Friday, 18 September 2009
A palace revolution. In IT?
I do apologise for the fact that in this particular blog abbreviations will be flying around like grilled geese in the land of Cockaigne
As described, a palace revolution is about changes in culture, economy, and socio-political institutions
The cultural revolution has been ongoing for decades now, with entire countries wondering about (the state and future of) their culture due to disappearing frontiers on the currency, economical and national border level
We're right in the middle of the economical one with the current crisis
Social media is now invading the earth: 300 million people on Facebook, 50 million on Twitter - and let's not
forget Google, YouTube and the Wiki (a truely fabulous project obliterating all information barriers) - just check it all out although that data is half a year old already
Communism has disappeared during the 1990's onwards, and currently capitalism is getting hit hard
So what about IT revolution?
Well we had CORBA and COM and after that OO and after that SOA and maybe we're moving towards SCA or EDA, right? In other words, we still have programs, modules and functions and are still trying to find out how to define their scope so we can just nuts and bolts them together across applications, systems and even enterprises
Well, errrr, we went from point-to-point to EAI and then ESB and now we call it all either B2B or B2C, even G2G (government) or E2E (enterprise), while forgetting that you can't have any of those without a decent A2A (application), in the meantime staring at how the entire world is connecting people to people
Oh wait! Didn't we have RAD and IAD evolve into RUP and Agile from LAD? In other words, aren't we doing projects faster so we can almost catch up with the time-to-market needed by the business?

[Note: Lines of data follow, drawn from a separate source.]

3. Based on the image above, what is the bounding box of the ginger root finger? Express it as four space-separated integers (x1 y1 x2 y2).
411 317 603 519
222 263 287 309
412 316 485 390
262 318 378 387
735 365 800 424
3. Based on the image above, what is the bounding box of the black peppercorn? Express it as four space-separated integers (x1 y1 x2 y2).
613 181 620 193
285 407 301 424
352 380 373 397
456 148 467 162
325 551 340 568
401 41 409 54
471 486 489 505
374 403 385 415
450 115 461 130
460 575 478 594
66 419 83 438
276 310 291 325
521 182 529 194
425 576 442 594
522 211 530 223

Listen. It's IT we're talking about, and we should be experts in that by now
Our core business is not doing projects, our core business is giving the business IT systems that are -and continue to be- fit for use. That entire lifespan of an application (it will be called a federation in a few years from now, mark my words) is about 5-10 times greater than the initial project phase
Our core business is not engaging in whatever-to-whatever, our core business is unifying the very diverse IT systems into that one coherent business system, so we can just easily extend our own business processes outside our enterprise. B2B nor B2C ever was a goal, it is just a means to do more business for less money. If you're conducting business on a bleeding IT platform, how would EDI make your life less unpleasant?
Our core business is not reinventing the wheel nor making it rounder by means of ever-changing approaches and tools, our core business is scoping the fine lines between programs, modules and functions so they'll become default building blocks representing business processes, business process steps, and business process step shared functionalities. Why is it so (very) much easier to assemble or buy a car than an application?
IT needs a palace revolution, that's for sure. Will the revolutionaries please stand up?